Ya en la empresa donde trabaja, Simón debe cambiarse los zapatos que traía y es “rociado” con desinfectante. Aunque no son 100 vasos ni es glifosato, sino alcohol y otros ingredientes, a Simón esto siempre lo hace toser y le arden los ojos y la nariz. En su cubículo, pronto cambia el frío intenso por un calor insoportable de aire pesado porque aunque todas las ventanas de la oficina están abiertas, miden apenas 5 cm de alto por 40 de ancho y algunas, además, están bloqueadas por los muebles.
Después de una mañana poco emocionante de trabajo, Simón va a la casa de su hermana a almorzar con ella, sus sobrinos, y sus padres. Todos se están cuidando mucho. Ni los niños, de 5 y 3, salen con frecuencia de la casa pues jardines y colegios están virtuales. Aunque hay un parque cerca, prefieren jugar en casa por precaución y, cuando ha estado abierto (más tiempo que el colegio) juegan en el centro comercial que tiene un “estricto control de bioseguridad”. Su hermana tiene cautela de ventilar la casa por la mañana, así durante el almuerzo pueden cerrar porque el “chiflón” bogotano es terrible para la abuela. Pidieron almuerzo a un restaurante por domicilio, y por supuesto cada una de las bolsas fueron limpiadas a fondo con alcohol antes de servir.

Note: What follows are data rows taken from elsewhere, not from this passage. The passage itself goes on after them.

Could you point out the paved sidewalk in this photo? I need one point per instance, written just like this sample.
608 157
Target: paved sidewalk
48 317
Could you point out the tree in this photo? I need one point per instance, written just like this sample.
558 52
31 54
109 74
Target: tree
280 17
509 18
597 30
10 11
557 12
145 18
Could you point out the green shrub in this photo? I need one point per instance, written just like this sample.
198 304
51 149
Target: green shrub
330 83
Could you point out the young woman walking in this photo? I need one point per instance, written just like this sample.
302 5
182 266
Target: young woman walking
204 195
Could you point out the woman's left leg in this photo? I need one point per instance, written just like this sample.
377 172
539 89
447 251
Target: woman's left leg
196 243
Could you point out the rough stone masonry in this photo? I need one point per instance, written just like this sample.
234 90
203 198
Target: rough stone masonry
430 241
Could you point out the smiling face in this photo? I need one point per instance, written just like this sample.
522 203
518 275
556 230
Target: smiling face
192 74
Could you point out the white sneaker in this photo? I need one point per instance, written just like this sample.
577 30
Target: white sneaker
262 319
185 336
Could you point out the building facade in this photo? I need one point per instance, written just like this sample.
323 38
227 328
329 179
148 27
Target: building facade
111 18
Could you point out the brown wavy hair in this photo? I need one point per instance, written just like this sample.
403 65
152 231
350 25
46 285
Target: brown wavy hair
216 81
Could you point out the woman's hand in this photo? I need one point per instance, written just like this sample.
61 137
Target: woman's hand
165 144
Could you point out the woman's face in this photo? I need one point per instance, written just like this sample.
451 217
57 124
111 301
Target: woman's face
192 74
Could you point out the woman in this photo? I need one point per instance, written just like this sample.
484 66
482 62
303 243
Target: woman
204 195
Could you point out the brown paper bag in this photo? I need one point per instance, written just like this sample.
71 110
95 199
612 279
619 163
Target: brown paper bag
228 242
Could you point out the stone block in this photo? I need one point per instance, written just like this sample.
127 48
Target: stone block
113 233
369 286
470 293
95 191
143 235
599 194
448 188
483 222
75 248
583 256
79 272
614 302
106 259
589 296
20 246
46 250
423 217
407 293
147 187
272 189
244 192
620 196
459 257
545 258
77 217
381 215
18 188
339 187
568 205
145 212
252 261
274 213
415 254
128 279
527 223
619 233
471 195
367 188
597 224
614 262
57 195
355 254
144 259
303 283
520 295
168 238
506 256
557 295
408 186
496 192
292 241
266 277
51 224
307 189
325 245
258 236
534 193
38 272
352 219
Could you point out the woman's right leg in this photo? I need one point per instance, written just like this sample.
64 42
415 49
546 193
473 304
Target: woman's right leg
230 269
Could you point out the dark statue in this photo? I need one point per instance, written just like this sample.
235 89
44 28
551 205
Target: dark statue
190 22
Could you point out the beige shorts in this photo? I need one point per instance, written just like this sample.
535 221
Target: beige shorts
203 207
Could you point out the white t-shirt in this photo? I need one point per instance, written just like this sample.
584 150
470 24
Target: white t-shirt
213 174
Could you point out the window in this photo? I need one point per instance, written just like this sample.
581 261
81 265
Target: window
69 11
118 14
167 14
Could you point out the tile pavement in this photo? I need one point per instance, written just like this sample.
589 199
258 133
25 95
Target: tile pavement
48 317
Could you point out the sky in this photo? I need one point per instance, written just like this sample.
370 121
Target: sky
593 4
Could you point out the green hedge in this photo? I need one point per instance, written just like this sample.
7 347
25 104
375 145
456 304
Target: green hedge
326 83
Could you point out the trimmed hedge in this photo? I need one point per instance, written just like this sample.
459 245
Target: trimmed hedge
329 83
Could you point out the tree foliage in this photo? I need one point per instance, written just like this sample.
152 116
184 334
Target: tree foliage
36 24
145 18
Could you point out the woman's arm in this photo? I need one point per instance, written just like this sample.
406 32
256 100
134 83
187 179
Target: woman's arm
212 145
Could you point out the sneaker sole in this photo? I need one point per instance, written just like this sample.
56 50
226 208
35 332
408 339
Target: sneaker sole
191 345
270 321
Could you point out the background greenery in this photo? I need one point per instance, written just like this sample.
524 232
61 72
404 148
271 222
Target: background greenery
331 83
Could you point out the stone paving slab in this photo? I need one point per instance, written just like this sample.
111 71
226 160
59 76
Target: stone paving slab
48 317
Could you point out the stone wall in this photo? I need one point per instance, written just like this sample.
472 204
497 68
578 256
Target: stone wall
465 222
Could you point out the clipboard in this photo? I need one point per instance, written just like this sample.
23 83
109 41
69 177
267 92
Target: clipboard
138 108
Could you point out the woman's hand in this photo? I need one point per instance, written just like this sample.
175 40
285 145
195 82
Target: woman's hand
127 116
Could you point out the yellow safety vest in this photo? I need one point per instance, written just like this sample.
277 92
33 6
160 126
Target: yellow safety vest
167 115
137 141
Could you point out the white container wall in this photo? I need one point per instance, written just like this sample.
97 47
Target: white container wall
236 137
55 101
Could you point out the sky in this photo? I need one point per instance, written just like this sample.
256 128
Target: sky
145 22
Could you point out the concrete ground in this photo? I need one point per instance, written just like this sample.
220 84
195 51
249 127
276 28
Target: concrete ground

El relato anterior seguramente es familiar para muchos colombianos. Pero además de familiar debería ser absurdo. Le sobran medidas inútiles y le faltan necesarias para contener la pandemia. Si usted no las ubicó, vale la pena que revise lo que sabemos sobre la transmisión del virus y las formas verdaderamente eficaces de prevenirlo, donde deberíamos destinar toda nuestra (ya agotada) energía. En el programa Zona Franca del pasado viernes, Carlos Cortés hizo un rápido repaso con Ana Veraz, y también recomiendo los hilos en Twitter de Romain Brunel.
Quizás nada resume mejor lo que en realidad podemos hacer para contener y prevenir el contagio que el modelo del queso suizo. Sin embargo, con frecuencia somos indisciplinados con las responsabilidades personales que funcionan, y muy disciplinados con unas más bien inútiles. En un país acostumbrado a las formas y las burocracias, que dan una apariencia de orden y control donde está ausente, es inevitable pensar que parte de la razón está en que cumplir así, “con todos los protocolos de bioseguridad”, nos da una falsa sensación de control sobre este virus aparentemente incontrolable. Es el mismo esfuerzo de “control compensatorio” que explicó las compras maniacas de comienzo de la pandemia.
Pero así no nos estamos cuidando. Tampoco nos estamos cuidando cuando abren primero los centros comerciales que los colegios, especialmente para los más pequeños. No sólo porque ya conocemos los menores riesgos de contagio en niños (que además se podrían limitar con buenas prácticas). También por los costos sociales asociados, que van desde el sacrificio del trabajo de los padres (y sobre todo madres) que deben cuidar a los pequeños, hasta el impacto brutal y desigual sobre la educación de esta generación. Junto con asegurar una distribución rápida y amplia de la vacuna, que de una vez por todas nos cuidemos bien debería ser el mayor reto de salud pública de todos nuestros gobernantes.